In the National Geographic Channel's "America vs. Iraq," which aired Monday, Powell revealed that he asked for a private meeting with Bush and told the president, "'We're going to have to do something either diplomatically or through the UN. If we use military force, we are going to need allies, people who will support us.'"
"I said 'I recommend you take it to the UN. They are the aggrieved party. It's their resolutions that have been offended,'" Powell recalled in the documentary.
Powell said he convinced Bush to get a new UN resolution demanding the return of the weapons inspectors Saddam Hussein had expelled four years earlier.
But Powell claimed that Cheney was not happy about the decision. He said the vice president made that clear in a speech on Aug. 26, 2002, when he argued that Saddam had "perfected the game of cheat and retreat" and would fool inspectors looking for weapons of mass destruction.
"In his speech, he effectively shot down the proposal, shot down what we were getting ready to do," Powell said. "The UN couldn't do this, it was probably a waste of time.
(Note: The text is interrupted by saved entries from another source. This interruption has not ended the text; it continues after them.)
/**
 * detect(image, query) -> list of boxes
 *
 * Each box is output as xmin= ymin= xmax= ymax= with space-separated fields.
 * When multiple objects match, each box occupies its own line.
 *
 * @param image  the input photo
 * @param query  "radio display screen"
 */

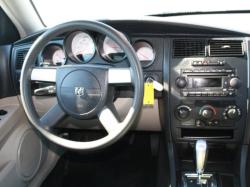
xmin=193 ymin=77 xmax=222 ymax=88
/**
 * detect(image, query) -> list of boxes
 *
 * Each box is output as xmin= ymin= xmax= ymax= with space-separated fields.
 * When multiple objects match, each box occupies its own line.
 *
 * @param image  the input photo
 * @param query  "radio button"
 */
xmin=208 ymin=92 xmax=214 ymax=96
xmin=202 ymin=92 xmax=208 ymax=96
xmin=226 ymin=69 xmax=233 ymax=73
xmin=222 ymin=92 xmax=229 ymax=96
xmin=214 ymin=92 xmax=221 ymax=96
xmin=183 ymin=69 xmax=193 ymax=73
xmin=188 ymin=92 xmax=196 ymax=96
xmin=196 ymin=92 xmax=202 ymax=96
xmin=203 ymin=61 xmax=208 ymax=65
xmin=182 ymin=91 xmax=188 ymax=97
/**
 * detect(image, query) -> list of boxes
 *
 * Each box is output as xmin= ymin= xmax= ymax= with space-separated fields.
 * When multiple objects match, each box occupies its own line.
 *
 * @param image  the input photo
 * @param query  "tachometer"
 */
xmin=99 ymin=34 xmax=127 ymax=62
xmin=133 ymin=41 xmax=155 ymax=68
xmin=65 ymin=31 xmax=95 ymax=63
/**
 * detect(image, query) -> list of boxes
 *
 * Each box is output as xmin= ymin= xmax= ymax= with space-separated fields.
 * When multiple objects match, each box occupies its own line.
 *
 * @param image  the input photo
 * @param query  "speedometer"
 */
xmin=65 ymin=31 xmax=95 ymax=63
xmin=99 ymin=34 xmax=127 ymax=63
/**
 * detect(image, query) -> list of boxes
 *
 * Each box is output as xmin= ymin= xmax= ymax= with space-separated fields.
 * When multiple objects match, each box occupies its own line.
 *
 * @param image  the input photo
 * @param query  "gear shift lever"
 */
xmin=182 ymin=140 xmax=217 ymax=186
xmin=195 ymin=140 xmax=207 ymax=184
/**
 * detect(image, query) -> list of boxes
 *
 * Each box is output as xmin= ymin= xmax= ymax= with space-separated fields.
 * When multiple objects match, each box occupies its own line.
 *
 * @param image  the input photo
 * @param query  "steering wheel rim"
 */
xmin=20 ymin=21 xmax=144 ymax=150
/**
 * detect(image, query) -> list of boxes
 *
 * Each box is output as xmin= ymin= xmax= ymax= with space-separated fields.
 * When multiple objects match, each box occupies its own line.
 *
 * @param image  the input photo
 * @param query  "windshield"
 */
xmin=32 ymin=0 xmax=250 ymax=27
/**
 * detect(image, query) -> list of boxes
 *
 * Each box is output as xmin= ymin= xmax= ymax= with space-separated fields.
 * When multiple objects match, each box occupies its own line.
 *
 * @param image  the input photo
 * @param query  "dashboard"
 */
xmin=4 ymin=19 xmax=250 ymax=143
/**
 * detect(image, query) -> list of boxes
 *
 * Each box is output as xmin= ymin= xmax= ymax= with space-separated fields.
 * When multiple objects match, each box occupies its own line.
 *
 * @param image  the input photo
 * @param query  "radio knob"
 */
xmin=229 ymin=77 xmax=241 ymax=89
xmin=175 ymin=105 xmax=191 ymax=120
xmin=199 ymin=106 xmax=215 ymax=120
xmin=176 ymin=77 xmax=187 ymax=88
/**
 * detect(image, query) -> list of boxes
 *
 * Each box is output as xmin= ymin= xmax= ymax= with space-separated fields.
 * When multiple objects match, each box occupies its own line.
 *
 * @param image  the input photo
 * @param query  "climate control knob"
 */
xmin=227 ymin=108 xmax=238 ymax=119
xmin=175 ymin=105 xmax=191 ymax=120
xmin=176 ymin=77 xmax=187 ymax=88
xmin=224 ymin=105 xmax=241 ymax=120
xmin=199 ymin=106 xmax=216 ymax=120
xmin=229 ymin=77 xmax=241 ymax=89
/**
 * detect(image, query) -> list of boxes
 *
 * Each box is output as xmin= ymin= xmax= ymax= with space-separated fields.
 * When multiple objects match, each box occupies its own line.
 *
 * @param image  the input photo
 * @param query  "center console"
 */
xmin=168 ymin=38 xmax=248 ymax=187
xmin=170 ymin=39 xmax=247 ymax=142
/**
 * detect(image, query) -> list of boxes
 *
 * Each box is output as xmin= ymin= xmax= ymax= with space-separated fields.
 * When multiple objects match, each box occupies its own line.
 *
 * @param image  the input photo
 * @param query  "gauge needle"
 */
xmin=108 ymin=44 xmax=120 ymax=49
xmin=137 ymin=51 xmax=150 ymax=60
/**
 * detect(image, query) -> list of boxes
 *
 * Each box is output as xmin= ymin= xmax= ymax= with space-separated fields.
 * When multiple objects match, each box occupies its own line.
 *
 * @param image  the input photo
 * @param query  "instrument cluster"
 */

Everything that you shouldn't have said, in my humble judgment, with respect to a decision the President had made."
Paul Mitchell, executive producer of "America vs. Iraq,"
told HuffPost Live Monday he believes Powell when he says he opposed the war.
"I think he was in a very, very difficult position," Mitchell said of Powell. "As far as I can tell, he did make the arguments in private, trying to make the policy better."